Empirical Evidence for the Fragment level Understanding on Drug Molecular Structure of LLMs

Xiuyuan Hu,Guoqing Liu,Yang Zhao,Hao Zhang
2024-01-15
Abstract:AI for drug discovery has been a research hotspot in recent years, and SMILES-based language models has been increasingly applied in drug molecular design. However, no work has explored whether and how language models understand the chemical spatial structure from 1D sequences. In this work, we pre-train a transformer model on chemical language and fine-tune it toward drug design objectives, and investigate the correspondence between high-frequency SMILES substrings and molecular fragments. The results indicate that language models can understand chemical structures from the perspective of molecular fragments, and the structural knowledge learned through fine-tuning is reflected in the high-frequency SMILES substrings generated by the model.
Machine Learning,Computational Engineering, Finance, and Science,Biomolecules
What problem does this paper attempt to address?

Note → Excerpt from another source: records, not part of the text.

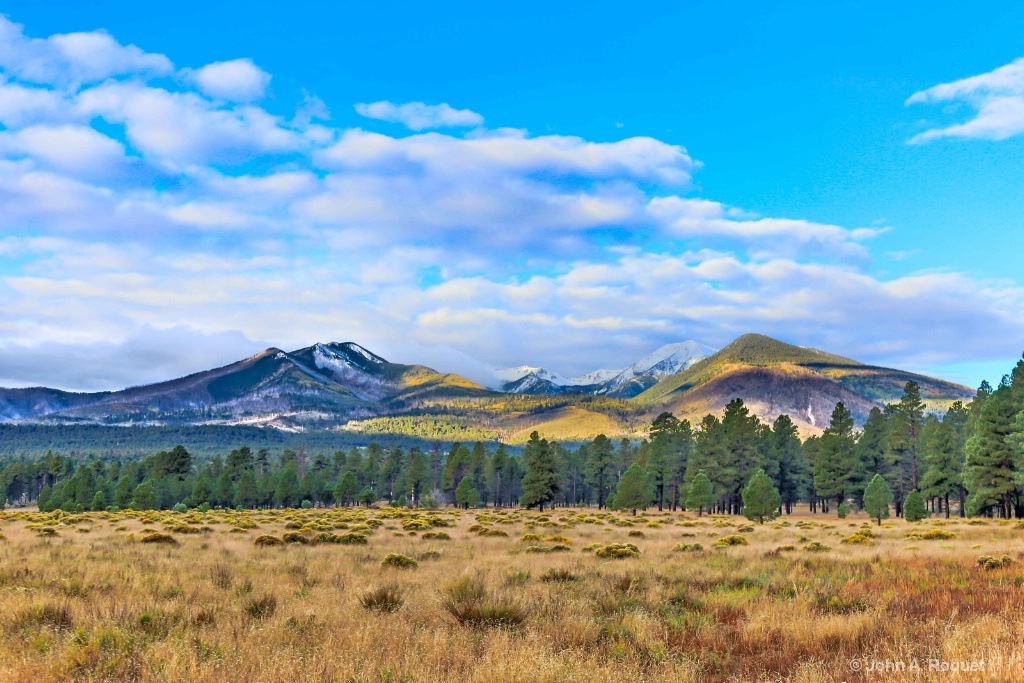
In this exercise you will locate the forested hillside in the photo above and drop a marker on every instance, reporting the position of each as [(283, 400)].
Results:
[(970, 461)]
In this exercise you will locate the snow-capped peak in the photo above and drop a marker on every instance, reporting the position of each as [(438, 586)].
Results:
[(667, 360)]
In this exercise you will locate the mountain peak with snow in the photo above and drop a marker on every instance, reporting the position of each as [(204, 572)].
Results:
[(627, 382)]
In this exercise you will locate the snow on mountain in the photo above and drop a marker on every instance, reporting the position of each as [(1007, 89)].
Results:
[(667, 360)]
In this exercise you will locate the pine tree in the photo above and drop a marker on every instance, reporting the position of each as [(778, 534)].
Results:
[(905, 427), (945, 454), (700, 495), (466, 495), (913, 507), (541, 481), (634, 491), (761, 499), (246, 495), (144, 497), (835, 460), (990, 473), (347, 489), (287, 493), (740, 433), (600, 467), (878, 496), (793, 470)]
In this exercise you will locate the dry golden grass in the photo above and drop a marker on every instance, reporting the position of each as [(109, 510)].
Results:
[(215, 606)]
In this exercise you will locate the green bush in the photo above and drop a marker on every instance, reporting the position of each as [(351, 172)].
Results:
[(617, 551), (398, 561), (383, 598)]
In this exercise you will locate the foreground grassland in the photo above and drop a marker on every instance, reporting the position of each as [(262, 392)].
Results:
[(509, 596)]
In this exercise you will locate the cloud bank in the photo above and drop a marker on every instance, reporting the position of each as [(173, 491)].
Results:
[(158, 219), (996, 99)]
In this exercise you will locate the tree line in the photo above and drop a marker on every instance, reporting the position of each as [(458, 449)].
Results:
[(970, 461)]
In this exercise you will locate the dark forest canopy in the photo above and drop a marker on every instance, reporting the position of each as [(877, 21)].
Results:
[(970, 461)]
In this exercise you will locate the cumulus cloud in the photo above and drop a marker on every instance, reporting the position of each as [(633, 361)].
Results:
[(996, 97), (73, 58), (238, 80), (418, 116), (156, 221)]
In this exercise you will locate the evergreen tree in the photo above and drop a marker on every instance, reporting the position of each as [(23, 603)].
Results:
[(793, 470), (124, 492), (600, 467), (905, 427), (347, 489), (144, 498), (945, 454), (466, 495), (761, 499), (990, 473), (913, 507), (700, 495), (835, 461), (634, 491), (287, 493), (540, 484), (878, 496), (246, 494), (418, 476)]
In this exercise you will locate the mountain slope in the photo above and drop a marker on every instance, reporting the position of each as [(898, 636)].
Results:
[(333, 381), (773, 378), (624, 383)]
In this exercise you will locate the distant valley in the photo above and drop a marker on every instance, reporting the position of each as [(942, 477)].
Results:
[(345, 387)]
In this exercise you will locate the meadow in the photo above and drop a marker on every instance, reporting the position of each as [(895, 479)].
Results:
[(346, 594)]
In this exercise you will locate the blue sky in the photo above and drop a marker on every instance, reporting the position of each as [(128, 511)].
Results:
[(601, 180)]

The paper aims to explore how large language models (LLMs) understand the spatial structure of drug molecules when processing chemical language and to verify whether these models can learn knowledge at the molecular fragment level through fine-tuning. Specifically, the authors used a pre-trained model based on the transformer architecture and performed reinforcement learning fine-tuning for drug design objectives. The research results indicate that the fine-tuned language model can not only generate valid SMILES sequences but also understand the spatial structure of drug molecules, rather than simply fitting the SMILES sequences. Additionally, by analyzing the changes in high-frequency SMILES substrings, the authors demonstrated that the language model indeed learned chemical knowledge related to drug design objectives, and this learning occurred at the molecular fragment level. These findings are significant for improving the interpretability and practicality of language models in drug design.